Crime & Justice

Police ID Nashville bomb suspect, seize 2nd vehicle

Washington, Dec 27 (efe-epa).- Nashville police on Sunday officially identified a possible suspect in the vehicle-bomb blast in the city last week, while authorities were investigating a second suspicious vehicle and its driver on the outskirts of the Tennessee country music capital.

Nashville Police Chief John Drake identified the main suspect in what appears to have been a suicide bombing as Anthony Quinn Warner, a white 63-year-old, although he did not rule out the possibility of investigating more people in the blast.

Authorities believe that the possible author of the attack may have died in the explosion early Friday morning in downtown Nashville, and on Saturday they searched Warner’s home looking for DNA and other evidence that could link him with the human remains found at the site of the explosion, which was on a downtown street in front of an AT&T building, CNN reported.

The huge explosion on Christmas morning of the RV packed with explosives slightly injured three people in the vicinity and severely damaged dozens of buildings just minutes after a tape recording was played multiple times from the vehicle warning people to evacuate the area.

Local tension continued on Sunday, as authorities arrested the driver of another “suspicious vehicle” on Nashville’s outskirts, this one a white truck, and blocked traffic along a stretch of local highway so they could investigate the matter.

That truck had broadcast an audio message similar to the one heard before the Christmas Day blast, the Rutherford County Sheriff’s Office said in a statement.

When the recording began being played loudly, the white truck was parked in front of a food store in the town of Walter Hill, located in Rutherford County, some 37 miles (60 km) from downtown Nashville, the local sheriff’s office said.

After starting the audio broadcast, the truck began driving toward the town of Lebanon, in Wilson County, which is also very close to Nashville and where authorities arrested the driver.

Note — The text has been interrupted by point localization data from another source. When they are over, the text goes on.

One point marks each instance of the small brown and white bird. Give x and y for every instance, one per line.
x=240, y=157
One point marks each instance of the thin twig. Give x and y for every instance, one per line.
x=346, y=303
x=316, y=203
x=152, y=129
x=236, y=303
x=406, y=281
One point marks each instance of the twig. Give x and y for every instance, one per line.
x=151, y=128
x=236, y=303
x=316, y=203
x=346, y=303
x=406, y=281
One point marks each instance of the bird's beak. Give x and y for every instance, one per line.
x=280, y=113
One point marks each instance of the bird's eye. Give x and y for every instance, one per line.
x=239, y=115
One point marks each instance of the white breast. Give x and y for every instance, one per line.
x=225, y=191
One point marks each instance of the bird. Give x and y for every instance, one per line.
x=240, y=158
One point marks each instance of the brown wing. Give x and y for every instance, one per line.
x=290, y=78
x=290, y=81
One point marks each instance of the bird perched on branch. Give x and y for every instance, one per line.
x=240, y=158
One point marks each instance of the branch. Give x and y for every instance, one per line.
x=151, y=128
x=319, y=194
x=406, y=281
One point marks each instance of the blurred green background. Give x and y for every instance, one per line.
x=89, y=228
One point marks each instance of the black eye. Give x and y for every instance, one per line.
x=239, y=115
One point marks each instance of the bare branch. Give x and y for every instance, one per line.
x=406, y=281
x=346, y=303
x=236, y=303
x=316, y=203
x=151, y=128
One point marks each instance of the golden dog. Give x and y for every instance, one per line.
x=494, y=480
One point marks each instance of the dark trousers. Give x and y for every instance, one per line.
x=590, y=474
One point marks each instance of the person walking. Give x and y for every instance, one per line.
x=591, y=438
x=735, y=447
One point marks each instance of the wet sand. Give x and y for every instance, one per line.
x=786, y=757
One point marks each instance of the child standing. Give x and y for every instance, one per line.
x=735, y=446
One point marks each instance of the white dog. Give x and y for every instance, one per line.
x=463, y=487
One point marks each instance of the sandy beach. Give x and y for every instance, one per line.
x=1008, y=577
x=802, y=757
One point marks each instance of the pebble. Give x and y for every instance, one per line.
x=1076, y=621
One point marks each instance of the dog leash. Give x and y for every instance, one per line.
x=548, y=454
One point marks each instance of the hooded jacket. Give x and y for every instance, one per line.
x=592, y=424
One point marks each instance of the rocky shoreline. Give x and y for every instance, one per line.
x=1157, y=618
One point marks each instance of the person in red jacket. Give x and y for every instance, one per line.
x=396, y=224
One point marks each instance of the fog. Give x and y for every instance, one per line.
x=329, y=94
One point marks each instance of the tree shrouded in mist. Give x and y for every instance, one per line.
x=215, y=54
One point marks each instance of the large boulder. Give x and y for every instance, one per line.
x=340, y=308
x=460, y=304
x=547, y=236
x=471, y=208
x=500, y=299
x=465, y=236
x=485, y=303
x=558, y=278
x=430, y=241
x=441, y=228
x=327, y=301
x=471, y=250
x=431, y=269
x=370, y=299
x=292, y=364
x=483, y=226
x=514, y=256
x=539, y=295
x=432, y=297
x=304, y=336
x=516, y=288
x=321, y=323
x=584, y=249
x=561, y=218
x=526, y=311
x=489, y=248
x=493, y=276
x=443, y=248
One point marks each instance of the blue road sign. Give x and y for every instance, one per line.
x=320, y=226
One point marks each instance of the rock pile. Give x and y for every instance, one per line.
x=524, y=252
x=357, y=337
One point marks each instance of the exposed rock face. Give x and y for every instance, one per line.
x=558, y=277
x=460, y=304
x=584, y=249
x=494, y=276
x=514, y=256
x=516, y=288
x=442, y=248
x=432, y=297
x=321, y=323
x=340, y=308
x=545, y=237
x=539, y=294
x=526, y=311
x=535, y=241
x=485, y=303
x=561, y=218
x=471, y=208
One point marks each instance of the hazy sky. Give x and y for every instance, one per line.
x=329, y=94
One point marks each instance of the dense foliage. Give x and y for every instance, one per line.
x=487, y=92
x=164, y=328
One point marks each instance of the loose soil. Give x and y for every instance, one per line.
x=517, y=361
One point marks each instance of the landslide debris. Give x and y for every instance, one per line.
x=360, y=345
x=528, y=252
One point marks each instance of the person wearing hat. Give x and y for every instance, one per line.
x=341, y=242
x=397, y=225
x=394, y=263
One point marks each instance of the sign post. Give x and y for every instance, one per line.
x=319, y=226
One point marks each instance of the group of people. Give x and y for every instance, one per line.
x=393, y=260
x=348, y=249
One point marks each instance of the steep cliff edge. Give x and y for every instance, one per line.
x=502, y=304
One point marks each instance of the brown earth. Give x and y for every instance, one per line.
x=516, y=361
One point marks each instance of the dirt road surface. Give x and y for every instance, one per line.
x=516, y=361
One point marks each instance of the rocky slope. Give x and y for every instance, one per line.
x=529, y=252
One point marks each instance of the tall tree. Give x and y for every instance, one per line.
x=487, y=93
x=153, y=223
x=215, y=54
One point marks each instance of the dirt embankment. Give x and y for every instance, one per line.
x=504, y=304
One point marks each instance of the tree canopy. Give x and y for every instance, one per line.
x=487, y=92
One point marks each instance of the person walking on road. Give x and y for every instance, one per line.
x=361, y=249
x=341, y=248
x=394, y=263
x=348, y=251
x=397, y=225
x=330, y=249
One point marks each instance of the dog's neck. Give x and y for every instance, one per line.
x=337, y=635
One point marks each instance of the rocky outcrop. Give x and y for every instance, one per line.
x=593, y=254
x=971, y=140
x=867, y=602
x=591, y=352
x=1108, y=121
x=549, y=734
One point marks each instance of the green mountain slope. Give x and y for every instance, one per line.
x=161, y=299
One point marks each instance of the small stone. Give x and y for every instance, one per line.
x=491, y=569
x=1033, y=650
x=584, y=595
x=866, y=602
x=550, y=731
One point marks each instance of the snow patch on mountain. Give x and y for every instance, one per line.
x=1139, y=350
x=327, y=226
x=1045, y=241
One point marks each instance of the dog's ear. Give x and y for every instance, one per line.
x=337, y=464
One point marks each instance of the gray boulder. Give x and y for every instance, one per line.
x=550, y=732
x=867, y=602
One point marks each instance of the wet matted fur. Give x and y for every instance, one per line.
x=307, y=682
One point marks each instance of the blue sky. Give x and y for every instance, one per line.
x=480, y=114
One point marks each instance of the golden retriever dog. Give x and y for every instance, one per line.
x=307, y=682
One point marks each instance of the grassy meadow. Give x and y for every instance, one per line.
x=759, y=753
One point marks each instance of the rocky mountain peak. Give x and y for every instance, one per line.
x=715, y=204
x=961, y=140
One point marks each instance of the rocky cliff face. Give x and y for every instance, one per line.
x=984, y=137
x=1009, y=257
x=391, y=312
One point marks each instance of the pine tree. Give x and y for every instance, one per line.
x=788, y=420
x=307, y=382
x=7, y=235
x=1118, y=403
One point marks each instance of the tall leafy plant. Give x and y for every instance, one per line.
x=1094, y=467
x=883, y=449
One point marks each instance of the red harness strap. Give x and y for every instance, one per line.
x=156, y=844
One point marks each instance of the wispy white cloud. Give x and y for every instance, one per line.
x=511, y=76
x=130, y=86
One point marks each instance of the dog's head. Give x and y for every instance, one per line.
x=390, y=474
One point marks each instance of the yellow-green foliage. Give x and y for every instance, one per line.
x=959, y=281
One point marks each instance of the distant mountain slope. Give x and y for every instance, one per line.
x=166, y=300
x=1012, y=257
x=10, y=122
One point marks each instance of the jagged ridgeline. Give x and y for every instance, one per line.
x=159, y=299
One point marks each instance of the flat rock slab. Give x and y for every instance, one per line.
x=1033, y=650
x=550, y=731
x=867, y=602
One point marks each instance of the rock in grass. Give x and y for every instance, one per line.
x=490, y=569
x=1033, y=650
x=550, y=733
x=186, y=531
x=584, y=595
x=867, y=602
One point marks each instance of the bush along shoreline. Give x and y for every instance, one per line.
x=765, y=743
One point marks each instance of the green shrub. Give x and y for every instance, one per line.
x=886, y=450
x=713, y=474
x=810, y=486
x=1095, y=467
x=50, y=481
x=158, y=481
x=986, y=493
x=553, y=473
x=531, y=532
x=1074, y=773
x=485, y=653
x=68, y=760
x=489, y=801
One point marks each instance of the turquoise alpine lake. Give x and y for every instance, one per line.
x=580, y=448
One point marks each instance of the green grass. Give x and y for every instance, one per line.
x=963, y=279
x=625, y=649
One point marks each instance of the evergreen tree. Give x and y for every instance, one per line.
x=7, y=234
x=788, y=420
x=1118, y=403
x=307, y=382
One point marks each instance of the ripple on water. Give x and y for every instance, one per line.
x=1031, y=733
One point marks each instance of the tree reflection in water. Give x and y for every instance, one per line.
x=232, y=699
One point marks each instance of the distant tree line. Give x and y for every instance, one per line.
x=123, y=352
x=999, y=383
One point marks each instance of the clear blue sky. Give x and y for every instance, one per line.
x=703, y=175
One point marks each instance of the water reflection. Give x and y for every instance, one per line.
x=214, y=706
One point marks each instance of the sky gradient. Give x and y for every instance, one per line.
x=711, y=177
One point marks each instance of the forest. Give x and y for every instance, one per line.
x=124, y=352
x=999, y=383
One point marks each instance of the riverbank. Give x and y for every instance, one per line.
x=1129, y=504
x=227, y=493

Television images on Sunday showed the truck parked along a rural stretch of highway, with no houses around but numerous law enforcement vehicles nearby, including those of the FBI and other agencies, blocking the passage of the truck.

The discovery of the truck seemed to complicate the investigation just when law enforcement authorities seemed to be focusing on a single bomber: Warner, who was an electronics expert who lived in Nashville neighborhood of Antioch.

The FBI on Saturday questioned several of Warner’s acquaintances and asked them if they whether the suspect was afraid of 5G technology, according to several local news stations.

Investigators believe that Warner suffered from paranoia linked to that technology and believed that it could be used to spy on Americans, according to WSMV television.

That could be one of the possible motivations for the bomb attack that investigators are pursuing: the possibility that Warner was aiming to disrupt telecommunications in the area.

The RV blew up as it was sitting in front of a building occupied by AT&T, causing interruption of local landline and cellular telephone service for thousands of people around Tennessee and in parts of the neighboring states of Kentucky and Alabama.

The six police officers who were in the vicinity when the blast occurred on Sunday spoke with local media and confirmed that just before the explosion, a recording of Petula Clark’s No. 1 1964 pop music hit “Downtown” could be heard being played from the RV.

Meanwhile, Los Angeles entertainment executive Michelle Swing reportedly has been connected to Warner, according to numerous news reports.

Swing, who lives in downtown Los Angeles, formerly lived and went to school in Knoxville, Tennessee, and works as an artist development director at AEG Presents, reportedly received two houses from Warner via quit claim deeds.